12王国会議Ⅰ
今日俺は学園を休むことになった。王国会議への出席が父からも正式に要請をされたからである。シュバリエ家、アウシュ家、サディス家御三家と、宮廷魔術師団長に騎士団団長まで来るという。しかも厄介なのは、この会議は国中で中継されるということだ。勿論学園でも中継される。もう学園へ行きたくないという気持ちが高まった。
※王国会議とは、一年で一番大事な会議であって祭りと一緒に五日間開催される。
「マルクシュバリエ様、シェリーヴァンディ様、テティサディス様ようこそ。王城へ」
俺と同時に他の二家が到着した。てか俺以外皆女性なんですけどー?もう立場ないじゃん。マルス王直属のメイド達ということで、作法の所作も全てが美しいといえた。しかし、この会議には何故跡取り達も参加するのが義務なのかは今もわからない。
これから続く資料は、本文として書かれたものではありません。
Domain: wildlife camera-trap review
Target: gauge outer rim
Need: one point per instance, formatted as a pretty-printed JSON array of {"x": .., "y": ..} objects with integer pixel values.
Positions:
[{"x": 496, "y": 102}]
「はぁー・・・・・・・・・・・・・俺は不幸だな。この国で一番の不幸な人間になってしまうとは、もうやってやれない」
「マルク殿、それはあまりにも悲観しすぎです。私たちは国を動かす貴族の跡取り、このようなところでその態度ではこの先やっていけませんよ?」
「シェリーさんマルクは馬鹿だから相手にしない方がいいわよ?」
この二人実に対称的な態度だと思った。シェリーアウシュはもう実戦の舞台で活躍していて、次期騎士団としても、評価は高いし、テティはこのまま魔術師団長。多分俺だけ、劣等感のあるまま、魔法師として生きていくのだと思うと更にこの場が嫌になった。
「マルク様、テティ様、シェリー様会場の準備が出来ましたので、こちらへどうぞ」
あ、やべえ俺作法全く知らない。前世でも気を遣う相手はいたとしても正式な挨拶なんてしなかった。王様と他の貴族たち前に父親の顔に泥を塗ることはできない。もう死にたいと思ってしまった。
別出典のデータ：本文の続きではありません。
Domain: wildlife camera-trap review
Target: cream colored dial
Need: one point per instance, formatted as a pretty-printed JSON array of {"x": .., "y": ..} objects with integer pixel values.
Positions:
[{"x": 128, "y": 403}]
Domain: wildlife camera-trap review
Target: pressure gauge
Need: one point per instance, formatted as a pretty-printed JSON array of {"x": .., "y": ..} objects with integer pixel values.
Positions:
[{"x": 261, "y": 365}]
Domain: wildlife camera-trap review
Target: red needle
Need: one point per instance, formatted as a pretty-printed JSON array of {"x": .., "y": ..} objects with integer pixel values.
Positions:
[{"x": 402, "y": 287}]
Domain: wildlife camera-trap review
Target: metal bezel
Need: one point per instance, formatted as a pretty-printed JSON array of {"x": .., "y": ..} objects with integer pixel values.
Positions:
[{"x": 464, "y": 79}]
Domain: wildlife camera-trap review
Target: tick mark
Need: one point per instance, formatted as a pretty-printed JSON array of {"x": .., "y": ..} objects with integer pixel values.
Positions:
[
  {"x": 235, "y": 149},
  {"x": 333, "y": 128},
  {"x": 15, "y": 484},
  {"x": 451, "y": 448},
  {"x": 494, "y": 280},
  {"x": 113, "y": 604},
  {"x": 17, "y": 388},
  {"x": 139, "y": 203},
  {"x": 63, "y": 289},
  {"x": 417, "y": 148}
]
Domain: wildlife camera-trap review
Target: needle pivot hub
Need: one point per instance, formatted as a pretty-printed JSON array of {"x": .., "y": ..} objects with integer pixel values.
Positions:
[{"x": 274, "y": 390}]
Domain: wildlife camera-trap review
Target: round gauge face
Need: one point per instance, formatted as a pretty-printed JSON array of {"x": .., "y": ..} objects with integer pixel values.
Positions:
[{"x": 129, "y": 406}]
「よく来てくれた。お前たち三人よマルクには昨今の件で大変世話になったな」
「マルス王様にお褒めの言葉をいただきとても光栄でございます」
よし、これでいい完璧だ。もうこれ以上ないかえしじゃないかと思った。おもわず大声で『よし』と叫んでしまった。これには、周りの人たちが大笑いしていた。赤面したまま下をずっと見ていた。
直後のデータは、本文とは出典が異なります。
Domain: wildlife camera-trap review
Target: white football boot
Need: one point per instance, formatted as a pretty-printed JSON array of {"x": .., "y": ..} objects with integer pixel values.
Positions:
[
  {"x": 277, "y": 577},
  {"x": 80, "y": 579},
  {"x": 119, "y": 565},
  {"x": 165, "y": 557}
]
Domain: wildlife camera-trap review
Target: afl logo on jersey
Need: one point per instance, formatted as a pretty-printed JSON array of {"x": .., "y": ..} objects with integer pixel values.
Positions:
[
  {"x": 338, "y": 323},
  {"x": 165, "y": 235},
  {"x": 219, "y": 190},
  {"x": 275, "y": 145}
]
『これより、王国会議を始めるとする。最初に皆に謝らねばならぬことがある。私の息子であったティナマルスが自分の欲に埋もれてしまい、シュバリエ家の騎士団の兵隊を次々に殺していくという不祥事を起こしてしまった。この件では、シュバリエ家、サディス家、アウシュ家には多大な迷惑をかけたことをここで詫びておきたい。すまなかった』
この王様頑固なくせに謝ることできるのか俺は心に中で印象が変わったと思った。